We decline to address what the trial court did not have the opportunity to address. See State v. Galicia, 210 N.J. 364, 383 (2012) (observing that "[g]enerally, an appellate court will not consider issues . . . which were not raised below."). If we were to consider the issue, we note that Famularo acknowledged in his certification that he received the summons, answer and third-party complaint on May 21, 2018, and never raised the issue in any other stage of the proceedings. Thus, not only does the argument contradict his certification, but he did not raise it when he had the opportunity and does not explain why he did not raise it earlier.
We disagree with Famularo's argument that he should be able to vacate the default judgment because Congress had permission to file an amended answer, crossclaim and third-party complaint. The subsequent amended pleading was for the purpose of asserting a counterclaim against Samson. Famularo was in default and could not respond.
We perceive no abuse of discretion by the trial judge by denying the motion to vacate because Famularo did not show excusable neglect or a meritorious defense. The trial court was not persuaded by Famularo's excusable neglect argument. The record showed that Famularo's hospitalization in October 2017 was several months before the third-party complaint was filed. He claimed his knee surgery and convalescence was in early April 2018, extending into May, but he did not explain why he could not answer the complaint in June 2018, or provide any medical records.

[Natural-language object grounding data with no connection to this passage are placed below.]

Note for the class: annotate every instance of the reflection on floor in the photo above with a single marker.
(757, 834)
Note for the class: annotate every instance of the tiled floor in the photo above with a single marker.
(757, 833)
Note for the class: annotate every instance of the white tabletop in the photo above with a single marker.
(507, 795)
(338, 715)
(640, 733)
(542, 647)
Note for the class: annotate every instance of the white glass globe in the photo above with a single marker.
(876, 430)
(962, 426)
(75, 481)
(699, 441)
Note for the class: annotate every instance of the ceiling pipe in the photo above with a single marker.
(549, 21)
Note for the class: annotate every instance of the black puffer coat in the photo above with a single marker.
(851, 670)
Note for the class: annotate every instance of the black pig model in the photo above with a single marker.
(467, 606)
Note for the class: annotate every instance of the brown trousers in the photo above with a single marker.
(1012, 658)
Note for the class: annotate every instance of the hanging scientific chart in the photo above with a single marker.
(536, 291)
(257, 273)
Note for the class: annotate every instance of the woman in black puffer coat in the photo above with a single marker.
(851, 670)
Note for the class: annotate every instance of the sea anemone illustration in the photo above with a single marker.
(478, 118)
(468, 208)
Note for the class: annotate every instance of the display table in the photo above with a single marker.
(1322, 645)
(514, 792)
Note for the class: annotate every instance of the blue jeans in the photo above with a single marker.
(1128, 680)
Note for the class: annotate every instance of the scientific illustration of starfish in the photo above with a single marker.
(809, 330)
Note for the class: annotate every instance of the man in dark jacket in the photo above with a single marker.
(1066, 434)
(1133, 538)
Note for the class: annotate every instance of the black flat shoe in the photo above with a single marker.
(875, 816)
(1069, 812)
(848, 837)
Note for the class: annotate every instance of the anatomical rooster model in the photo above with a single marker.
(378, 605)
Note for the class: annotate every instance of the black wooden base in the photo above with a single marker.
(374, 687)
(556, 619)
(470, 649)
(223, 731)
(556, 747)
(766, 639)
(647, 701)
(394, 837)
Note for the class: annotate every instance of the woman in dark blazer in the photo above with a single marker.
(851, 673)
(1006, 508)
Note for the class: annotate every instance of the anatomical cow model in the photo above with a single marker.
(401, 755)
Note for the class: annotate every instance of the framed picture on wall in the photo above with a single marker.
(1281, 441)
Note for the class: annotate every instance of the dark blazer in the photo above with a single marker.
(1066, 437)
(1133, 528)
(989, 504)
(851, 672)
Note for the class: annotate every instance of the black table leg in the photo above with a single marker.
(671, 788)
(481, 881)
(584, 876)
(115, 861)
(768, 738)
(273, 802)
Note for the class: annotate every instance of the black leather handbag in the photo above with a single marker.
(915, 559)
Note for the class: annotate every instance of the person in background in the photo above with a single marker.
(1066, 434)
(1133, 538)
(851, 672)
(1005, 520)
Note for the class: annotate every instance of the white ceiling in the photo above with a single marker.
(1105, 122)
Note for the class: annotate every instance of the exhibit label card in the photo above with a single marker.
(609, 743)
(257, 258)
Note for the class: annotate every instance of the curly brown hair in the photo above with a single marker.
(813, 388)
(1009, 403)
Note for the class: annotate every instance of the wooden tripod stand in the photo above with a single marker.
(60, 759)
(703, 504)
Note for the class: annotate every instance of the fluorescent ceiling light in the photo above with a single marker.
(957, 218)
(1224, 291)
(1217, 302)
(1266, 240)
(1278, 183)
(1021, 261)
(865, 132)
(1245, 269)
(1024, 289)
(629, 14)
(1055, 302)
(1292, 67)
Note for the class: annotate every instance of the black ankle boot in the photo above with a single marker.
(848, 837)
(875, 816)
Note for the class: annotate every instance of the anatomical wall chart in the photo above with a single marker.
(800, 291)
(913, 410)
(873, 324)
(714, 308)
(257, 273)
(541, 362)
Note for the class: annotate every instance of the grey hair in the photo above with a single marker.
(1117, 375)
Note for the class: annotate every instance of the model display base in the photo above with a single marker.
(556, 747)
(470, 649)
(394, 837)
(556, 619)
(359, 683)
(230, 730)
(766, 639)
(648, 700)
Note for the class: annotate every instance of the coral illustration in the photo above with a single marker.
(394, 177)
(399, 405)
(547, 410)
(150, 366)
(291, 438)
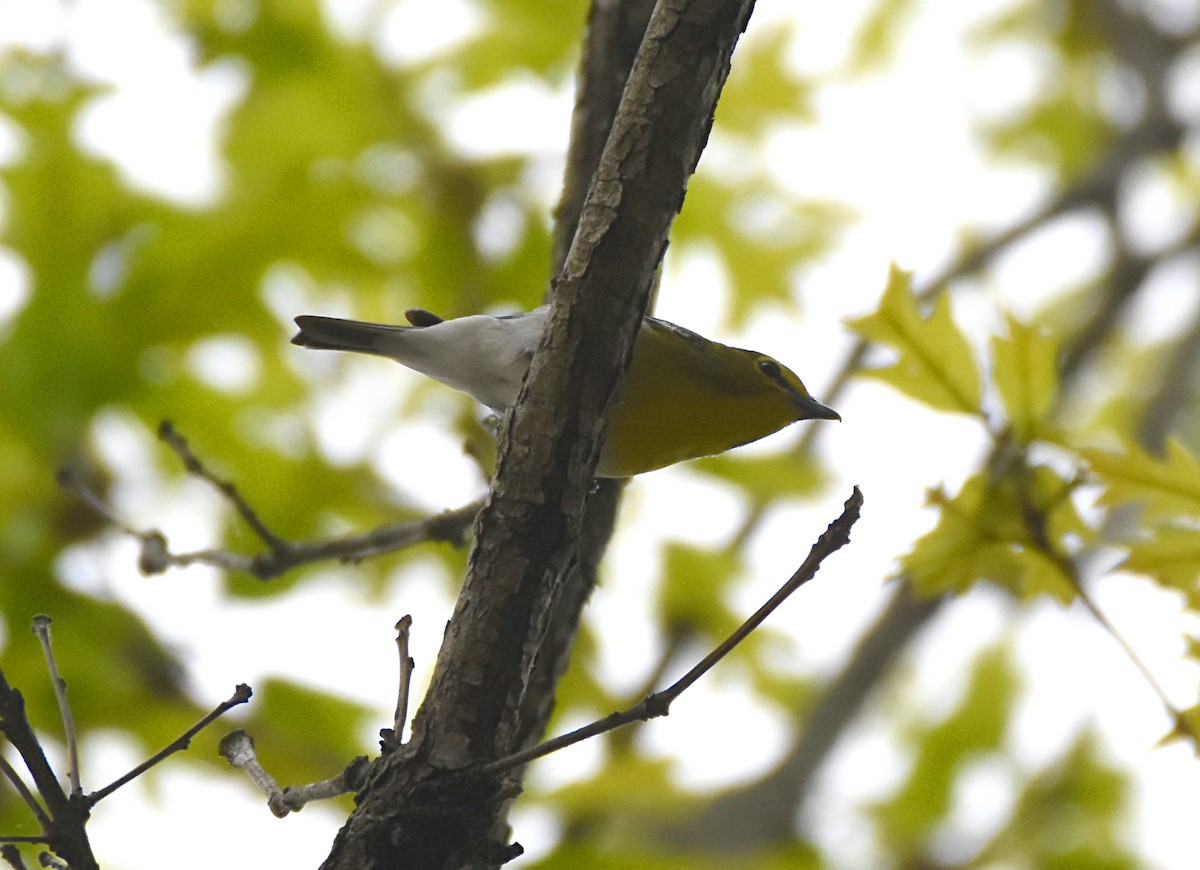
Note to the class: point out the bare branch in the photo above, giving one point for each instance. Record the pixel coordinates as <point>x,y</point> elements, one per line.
<point>238,748</point>
<point>659,703</point>
<point>395,736</point>
<point>281,555</point>
<point>18,784</point>
<point>241,694</point>
<point>42,629</point>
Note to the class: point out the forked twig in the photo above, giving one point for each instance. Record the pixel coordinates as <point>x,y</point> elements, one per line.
<point>281,555</point>
<point>659,703</point>
<point>241,694</point>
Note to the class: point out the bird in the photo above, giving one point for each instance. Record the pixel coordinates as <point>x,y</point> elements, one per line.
<point>684,396</point>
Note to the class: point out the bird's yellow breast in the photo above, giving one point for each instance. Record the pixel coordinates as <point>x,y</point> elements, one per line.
<point>685,396</point>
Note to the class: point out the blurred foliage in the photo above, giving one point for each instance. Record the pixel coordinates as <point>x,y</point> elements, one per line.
<point>342,190</point>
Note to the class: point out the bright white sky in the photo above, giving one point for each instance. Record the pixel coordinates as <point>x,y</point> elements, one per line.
<point>911,189</point>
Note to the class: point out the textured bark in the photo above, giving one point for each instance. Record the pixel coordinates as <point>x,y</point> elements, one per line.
<point>423,807</point>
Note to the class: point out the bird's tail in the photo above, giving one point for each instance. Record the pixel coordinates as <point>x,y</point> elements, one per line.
<point>335,334</point>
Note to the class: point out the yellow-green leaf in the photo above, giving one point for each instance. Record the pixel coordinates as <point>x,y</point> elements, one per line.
<point>935,363</point>
<point>985,533</point>
<point>1167,486</point>
<point>1171,556</point>
<point>1026,377</point>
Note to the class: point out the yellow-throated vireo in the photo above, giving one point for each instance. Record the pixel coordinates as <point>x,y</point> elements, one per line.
<point>684,396</point>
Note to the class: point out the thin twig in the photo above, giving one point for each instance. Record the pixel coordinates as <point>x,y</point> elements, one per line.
<point>348,781</point>
<point>171,436</point>
<point>238,748</point>
<point>18,784</point>
<point>12,856</point>
<point>281,555</point>
<point>241,695</point>
<point>42,629</point>
<point>658,705</point>
<point>406,678</point>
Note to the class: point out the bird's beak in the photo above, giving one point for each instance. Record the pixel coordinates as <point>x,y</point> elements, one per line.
<point>813,409</point>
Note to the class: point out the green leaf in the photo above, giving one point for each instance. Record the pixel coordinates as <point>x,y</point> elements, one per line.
<point>975,727</point>
<point>985,533</point>
<point>879,35</point>
<point>936,365</point>
<point>761,87</point>
<point>694,585</point>
<point>1025,369</point>
<point>1168,486</point>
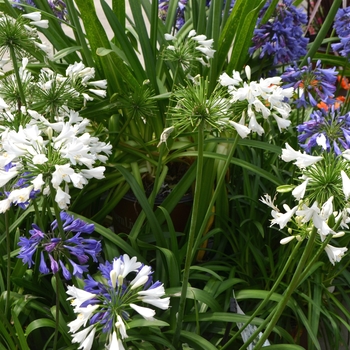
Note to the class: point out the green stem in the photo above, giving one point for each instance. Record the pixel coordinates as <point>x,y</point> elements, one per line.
<point>8,280</point>
<point>22,101</point>
<point>290,289</point>
<point>192,234</point>
<point>57,317</point>
<point>266,300</point>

Famularo took no responsive action when notified of the default or default judgment, which was after the hospitalizations. He did not provide any verification that his health prevented him from responding.
The trial court did not abuse its discretion in determining Famularo did not show a meritorious defense. The unrebutted proofs were that it was Famularo who certified the documents that said the material suppliers had been paid when they were not. Famularo did not dispute that Congress made payments to the material suppliers of $294,666.64, that he knew about this or that Congress relied on these financial documents to its detriment. Famularo's argument about the lack of a personal guarantee did not address these claims. Thus, the trial court's findings on fraud were supported by the certifications as was the amount of the final judgment.
After carefully reviewing the record and the applicable legal principles, we conclude that Famularo's further arguments are without sufficient merit to warrant discussion in a written opinion. R. 2:11-3(e)(1)(E).
Affirmed.
I hereby certify that the foregoing is a true copy of the original on file in my office.